Miss, you plead. Why am I here? Where are we going?

She stops, stares you in the eye, and says, Oldsters who’ve lost children in the war often make trouble. Hush. It isn’t personal. We’re sheltering all orphaned adults in places like this, for everybody’s benefit. You’ll meet other orphans soon, but now Mr. Weevil’d like you to visit the refrigitorium.

What?

The Cold Room. Relax, Ms. K—. It’s nice. It’s a surprise, sort of.

It’s a surprise, all right, and no sort of about it. Your escort has abandoned you inside the Cold Room, which drones like a refrigerator but sparkles all about you as if you were its moving hub. Ice coats the walls in ripples and scales, each its own faintly glowing color.

Effigies of frozen liquid occupy shallow niches about the walls, and you soon find that three of these, interleaved with simulacra of unfamiliar persons, commemorate your dead: Mick, Brice, and Elise.

As if over a skin of crushed ping-pong balls, you totter gingerly to each beloved ice figure in turn.

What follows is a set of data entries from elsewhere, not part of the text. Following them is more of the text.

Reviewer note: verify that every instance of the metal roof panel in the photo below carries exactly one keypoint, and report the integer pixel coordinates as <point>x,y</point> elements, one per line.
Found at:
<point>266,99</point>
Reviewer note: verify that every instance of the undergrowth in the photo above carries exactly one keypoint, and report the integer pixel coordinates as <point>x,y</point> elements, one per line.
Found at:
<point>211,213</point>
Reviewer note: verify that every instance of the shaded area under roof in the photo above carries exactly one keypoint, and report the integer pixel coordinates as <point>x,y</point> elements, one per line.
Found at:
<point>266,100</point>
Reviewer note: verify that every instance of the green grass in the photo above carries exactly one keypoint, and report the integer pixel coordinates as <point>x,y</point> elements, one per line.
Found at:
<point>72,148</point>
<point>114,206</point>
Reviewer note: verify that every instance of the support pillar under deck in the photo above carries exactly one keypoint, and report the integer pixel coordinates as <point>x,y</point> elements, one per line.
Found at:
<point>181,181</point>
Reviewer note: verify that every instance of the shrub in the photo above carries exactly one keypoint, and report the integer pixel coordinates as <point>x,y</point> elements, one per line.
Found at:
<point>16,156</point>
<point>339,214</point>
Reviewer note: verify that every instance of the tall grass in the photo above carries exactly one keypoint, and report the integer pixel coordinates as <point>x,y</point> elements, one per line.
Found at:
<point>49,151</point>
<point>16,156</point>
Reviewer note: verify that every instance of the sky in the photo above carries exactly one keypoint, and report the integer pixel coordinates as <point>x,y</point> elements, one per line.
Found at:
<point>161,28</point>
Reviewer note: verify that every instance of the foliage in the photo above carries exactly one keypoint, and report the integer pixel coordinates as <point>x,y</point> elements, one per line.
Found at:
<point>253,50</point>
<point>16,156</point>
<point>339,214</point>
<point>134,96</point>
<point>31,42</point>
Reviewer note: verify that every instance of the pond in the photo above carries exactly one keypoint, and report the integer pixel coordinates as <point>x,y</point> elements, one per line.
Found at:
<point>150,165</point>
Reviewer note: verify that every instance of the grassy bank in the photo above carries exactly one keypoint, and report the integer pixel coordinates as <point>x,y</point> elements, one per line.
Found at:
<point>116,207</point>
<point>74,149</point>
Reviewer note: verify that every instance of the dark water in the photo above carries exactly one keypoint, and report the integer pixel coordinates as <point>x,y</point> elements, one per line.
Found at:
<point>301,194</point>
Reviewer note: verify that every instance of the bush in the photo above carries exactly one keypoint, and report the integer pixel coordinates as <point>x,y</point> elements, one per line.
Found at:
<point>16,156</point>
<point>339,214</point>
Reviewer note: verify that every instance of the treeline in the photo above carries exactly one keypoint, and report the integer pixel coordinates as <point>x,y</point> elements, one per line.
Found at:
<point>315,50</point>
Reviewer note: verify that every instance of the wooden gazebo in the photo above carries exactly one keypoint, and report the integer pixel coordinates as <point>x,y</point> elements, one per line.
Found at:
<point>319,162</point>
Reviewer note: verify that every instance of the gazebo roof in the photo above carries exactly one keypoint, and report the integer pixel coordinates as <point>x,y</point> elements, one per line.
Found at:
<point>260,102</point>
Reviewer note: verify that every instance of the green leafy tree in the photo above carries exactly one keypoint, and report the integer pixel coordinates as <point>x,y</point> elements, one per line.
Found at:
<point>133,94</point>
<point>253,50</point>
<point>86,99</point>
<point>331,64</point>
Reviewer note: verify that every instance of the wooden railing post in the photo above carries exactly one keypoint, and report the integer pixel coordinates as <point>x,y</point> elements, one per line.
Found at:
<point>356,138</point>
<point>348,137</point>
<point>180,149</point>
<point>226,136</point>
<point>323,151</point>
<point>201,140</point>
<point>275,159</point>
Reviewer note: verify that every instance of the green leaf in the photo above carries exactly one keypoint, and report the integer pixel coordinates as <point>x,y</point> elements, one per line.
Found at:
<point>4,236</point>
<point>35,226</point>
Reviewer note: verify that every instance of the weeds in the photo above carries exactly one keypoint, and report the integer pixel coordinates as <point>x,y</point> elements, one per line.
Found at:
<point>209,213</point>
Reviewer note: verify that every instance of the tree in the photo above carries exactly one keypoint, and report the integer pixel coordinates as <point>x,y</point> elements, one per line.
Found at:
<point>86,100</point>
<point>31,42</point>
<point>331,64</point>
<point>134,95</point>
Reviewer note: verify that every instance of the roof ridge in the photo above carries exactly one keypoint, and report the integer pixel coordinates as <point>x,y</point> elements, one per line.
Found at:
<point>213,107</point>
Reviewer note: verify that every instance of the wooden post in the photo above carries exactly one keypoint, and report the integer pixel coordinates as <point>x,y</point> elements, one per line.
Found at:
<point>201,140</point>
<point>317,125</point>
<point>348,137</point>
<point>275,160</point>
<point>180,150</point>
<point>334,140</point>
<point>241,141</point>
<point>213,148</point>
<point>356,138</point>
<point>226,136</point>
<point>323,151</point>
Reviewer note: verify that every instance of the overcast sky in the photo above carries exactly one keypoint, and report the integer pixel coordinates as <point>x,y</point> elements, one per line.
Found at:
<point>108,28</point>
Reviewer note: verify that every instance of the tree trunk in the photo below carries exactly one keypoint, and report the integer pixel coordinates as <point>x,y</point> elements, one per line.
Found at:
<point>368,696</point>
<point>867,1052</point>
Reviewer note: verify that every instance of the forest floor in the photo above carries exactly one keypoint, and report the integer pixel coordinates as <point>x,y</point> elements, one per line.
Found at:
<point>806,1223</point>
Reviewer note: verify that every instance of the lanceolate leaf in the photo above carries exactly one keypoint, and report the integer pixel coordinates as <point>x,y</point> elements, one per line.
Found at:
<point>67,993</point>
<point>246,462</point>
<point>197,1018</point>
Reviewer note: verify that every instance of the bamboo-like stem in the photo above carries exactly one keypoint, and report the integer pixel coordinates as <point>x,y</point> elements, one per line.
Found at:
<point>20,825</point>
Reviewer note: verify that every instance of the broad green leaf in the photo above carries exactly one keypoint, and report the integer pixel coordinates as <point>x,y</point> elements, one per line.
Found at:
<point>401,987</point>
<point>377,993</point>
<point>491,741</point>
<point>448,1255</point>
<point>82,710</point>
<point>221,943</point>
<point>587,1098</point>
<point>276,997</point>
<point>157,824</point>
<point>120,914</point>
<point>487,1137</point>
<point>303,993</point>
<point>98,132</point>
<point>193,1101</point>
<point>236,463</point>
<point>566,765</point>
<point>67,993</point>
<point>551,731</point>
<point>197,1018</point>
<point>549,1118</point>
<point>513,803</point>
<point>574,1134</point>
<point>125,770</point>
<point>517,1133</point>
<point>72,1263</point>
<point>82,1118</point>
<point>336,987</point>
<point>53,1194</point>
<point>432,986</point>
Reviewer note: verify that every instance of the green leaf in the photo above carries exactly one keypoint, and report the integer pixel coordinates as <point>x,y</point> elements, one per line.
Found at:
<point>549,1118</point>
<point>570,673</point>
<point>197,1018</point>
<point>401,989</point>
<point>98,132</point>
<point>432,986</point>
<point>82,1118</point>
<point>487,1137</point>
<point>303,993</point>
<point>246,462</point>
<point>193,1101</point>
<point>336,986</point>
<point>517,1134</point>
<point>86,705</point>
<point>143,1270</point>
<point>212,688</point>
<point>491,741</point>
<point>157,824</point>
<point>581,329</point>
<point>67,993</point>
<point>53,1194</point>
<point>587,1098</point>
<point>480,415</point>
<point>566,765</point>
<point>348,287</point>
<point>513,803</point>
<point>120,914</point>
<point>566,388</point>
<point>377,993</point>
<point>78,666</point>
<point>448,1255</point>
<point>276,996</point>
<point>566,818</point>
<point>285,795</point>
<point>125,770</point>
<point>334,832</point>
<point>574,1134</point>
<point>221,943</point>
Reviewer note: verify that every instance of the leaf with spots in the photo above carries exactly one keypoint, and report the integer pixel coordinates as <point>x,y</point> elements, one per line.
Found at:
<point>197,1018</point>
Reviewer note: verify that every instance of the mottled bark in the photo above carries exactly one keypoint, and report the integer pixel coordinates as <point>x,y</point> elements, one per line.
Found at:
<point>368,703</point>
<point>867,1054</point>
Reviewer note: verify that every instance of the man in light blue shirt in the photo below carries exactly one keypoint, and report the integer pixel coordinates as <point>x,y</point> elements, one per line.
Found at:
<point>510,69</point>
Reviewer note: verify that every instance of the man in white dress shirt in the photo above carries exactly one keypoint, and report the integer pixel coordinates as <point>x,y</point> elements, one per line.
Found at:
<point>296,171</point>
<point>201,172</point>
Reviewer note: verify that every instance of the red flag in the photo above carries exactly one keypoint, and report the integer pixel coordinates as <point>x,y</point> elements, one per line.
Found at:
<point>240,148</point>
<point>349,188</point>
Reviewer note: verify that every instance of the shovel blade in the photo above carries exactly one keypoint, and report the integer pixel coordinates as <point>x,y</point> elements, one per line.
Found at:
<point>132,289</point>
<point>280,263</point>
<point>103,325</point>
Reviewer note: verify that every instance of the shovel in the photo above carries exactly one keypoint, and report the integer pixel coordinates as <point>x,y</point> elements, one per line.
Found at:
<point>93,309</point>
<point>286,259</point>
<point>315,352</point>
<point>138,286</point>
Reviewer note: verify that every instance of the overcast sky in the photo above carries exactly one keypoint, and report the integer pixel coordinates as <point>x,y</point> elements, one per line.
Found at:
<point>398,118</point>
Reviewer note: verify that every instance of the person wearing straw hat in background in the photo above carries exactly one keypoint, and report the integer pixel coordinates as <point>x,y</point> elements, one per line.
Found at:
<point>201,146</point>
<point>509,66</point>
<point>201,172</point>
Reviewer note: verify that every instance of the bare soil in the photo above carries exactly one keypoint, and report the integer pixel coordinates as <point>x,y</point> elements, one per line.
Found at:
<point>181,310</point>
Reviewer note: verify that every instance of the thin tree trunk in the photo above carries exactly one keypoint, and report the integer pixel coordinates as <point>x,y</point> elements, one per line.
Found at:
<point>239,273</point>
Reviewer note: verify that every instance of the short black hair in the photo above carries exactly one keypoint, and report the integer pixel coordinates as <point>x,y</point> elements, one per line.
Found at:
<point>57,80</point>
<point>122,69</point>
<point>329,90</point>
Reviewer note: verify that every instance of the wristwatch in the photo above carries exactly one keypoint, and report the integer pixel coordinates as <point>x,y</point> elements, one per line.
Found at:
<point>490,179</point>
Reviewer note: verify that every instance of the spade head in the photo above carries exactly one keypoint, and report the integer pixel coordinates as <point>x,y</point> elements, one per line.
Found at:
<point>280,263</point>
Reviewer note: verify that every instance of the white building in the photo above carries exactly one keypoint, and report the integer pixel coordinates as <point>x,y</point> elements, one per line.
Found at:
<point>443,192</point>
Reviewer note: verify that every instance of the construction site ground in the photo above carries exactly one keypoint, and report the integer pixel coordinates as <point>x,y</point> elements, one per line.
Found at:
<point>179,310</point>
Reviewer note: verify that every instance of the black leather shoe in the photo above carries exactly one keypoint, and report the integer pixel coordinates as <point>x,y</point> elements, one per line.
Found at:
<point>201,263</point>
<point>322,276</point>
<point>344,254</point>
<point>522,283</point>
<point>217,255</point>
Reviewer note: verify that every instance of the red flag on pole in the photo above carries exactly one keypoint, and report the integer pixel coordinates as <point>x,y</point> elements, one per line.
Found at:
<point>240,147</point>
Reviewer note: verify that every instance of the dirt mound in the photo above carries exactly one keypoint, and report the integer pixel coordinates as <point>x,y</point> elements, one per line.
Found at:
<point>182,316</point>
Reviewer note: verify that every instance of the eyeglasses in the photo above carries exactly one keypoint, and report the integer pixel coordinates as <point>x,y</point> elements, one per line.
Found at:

Tears spontaneously flow, only to harden on the planes of your face. You clutch your gut and bend in agony before each image of loss. You sob into the chamber’s dull hum, stupidly hopeful that no one’s wired it for video or sound, and that your pain has no commiserating spies.

You’ve done this before. Must you indulge again? Have you no shame?

Over time your tears reliquefy, and the ice effigies glisten more wetly. The Cold Room has grown imperceptibly warmer. The ice on its walls stays solid, but the statues — by design or accident, but more likely the former — begin to shimmer and melt. Do they stand on hotplates or coil about intricate helices of invisible heating wires? Whatever the case, they dissolve. They go. And there’s no reversing the process.

So much water collects — from your tear ducts and the desolidifying statues — that puddles gather in the floor. Even the ceiling drips.

If you stay here out of a misbegotten desire to honor your treasured dead, you’ll wind up drenched, ill, and soul-sick.

Freezing, sweating, weeping, you back away. You must.

You have a slick card in hand: a floor diagram of the Vinegar Peace Wrong-Way, Used-Adult Orphanage. YOU ARE HERE, it asserts in a box next to the blueprint image of the Cold Room, BUT YOU COULD BE HERE.